The moon bears have undergone gruesome conditions in the name of extracting bile, an important ingredient in a number of Chinese medical remedies. The bile can bring in between $600 and $20,000 per 2.2 pounds, for the sake of which the bears are penned up and cruelly mistreated, as Animals Asia founder Jill Robinson discovered while getting a cleaned-up-for-outsiders tour of a bear bile farm:
As the others were ushered into a bile shop, Robinson broke away and slipped downstairs into a dark basement where the bile bears, some of them skeletally thin, lived inside foul-smelling cages. "I could see shadows inside, and I could hear popping vocalizations," she says. "The closer I got to the cages, the louder and more frantic these vocalizations became. I realized that my presence was causing them anxiety that something horrible was going to happen." The memory of that day still evokes tears.
(It gets worse so I'm going to end the blockquote there.)
Animals Asia has been closing bile farms, rescuing moon bears, and rehoming them in sanctuaries:
Since 2000, Robinson’s foundation has negotiated the closure of 43 Chinese bile farms and the release of 277 bears. It learns about the farms from government officials and the public. The damaged creatures cannot survive in the wild, so Animals Asia has set up a bamboo-shaded sanctuary on 33 acres near Chengdu, in Sichuan Province. Here, they have access to grassy enclosures equipped with hammocks, wading pools, and climbing bars. They enjoy fresh fruits and vegetables, quality medical care, and the company of one another. The foundation runs a second sanctuary in Vietnam, where it has rescued 90 bears.
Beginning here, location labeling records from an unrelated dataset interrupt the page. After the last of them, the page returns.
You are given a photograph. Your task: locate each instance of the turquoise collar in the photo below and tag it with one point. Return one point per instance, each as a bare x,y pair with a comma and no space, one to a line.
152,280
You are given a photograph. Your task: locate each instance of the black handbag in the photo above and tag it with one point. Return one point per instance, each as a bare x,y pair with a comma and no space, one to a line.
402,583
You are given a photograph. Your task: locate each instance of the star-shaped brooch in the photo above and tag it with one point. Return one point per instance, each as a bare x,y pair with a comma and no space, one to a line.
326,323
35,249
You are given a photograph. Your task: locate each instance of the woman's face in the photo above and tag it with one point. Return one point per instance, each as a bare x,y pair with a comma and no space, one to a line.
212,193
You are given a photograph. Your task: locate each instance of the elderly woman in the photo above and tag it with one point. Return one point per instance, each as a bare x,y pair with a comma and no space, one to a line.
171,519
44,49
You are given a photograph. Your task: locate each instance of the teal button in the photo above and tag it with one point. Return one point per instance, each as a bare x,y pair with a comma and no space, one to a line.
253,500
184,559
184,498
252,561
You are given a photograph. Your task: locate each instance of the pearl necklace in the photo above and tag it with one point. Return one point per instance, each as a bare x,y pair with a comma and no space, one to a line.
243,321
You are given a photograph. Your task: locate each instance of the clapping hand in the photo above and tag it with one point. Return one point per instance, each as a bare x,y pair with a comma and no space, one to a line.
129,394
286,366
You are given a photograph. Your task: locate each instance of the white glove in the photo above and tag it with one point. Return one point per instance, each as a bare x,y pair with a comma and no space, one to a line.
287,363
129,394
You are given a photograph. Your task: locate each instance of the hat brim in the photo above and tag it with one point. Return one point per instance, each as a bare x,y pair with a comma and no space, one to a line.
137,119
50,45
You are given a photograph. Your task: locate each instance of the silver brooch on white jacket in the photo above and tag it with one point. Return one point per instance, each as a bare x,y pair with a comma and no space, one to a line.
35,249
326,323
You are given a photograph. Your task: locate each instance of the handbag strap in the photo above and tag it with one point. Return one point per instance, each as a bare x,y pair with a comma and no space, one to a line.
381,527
The worst part is that a synthetic replacement for bear bile exists — Western medicine even makes use of it. Unlike rhino horn, it really is kind of a miracle ingredient, but there's no need to mistreat bears to get it. (It's made from bile from cattle killed for meat, though, so if you don't support that, it's a whole other thing.) Not only that, but farmed bear bile can have severe side effects (besides making you literally the worst person for life if you're involved in its production), and the artificial stuff can't.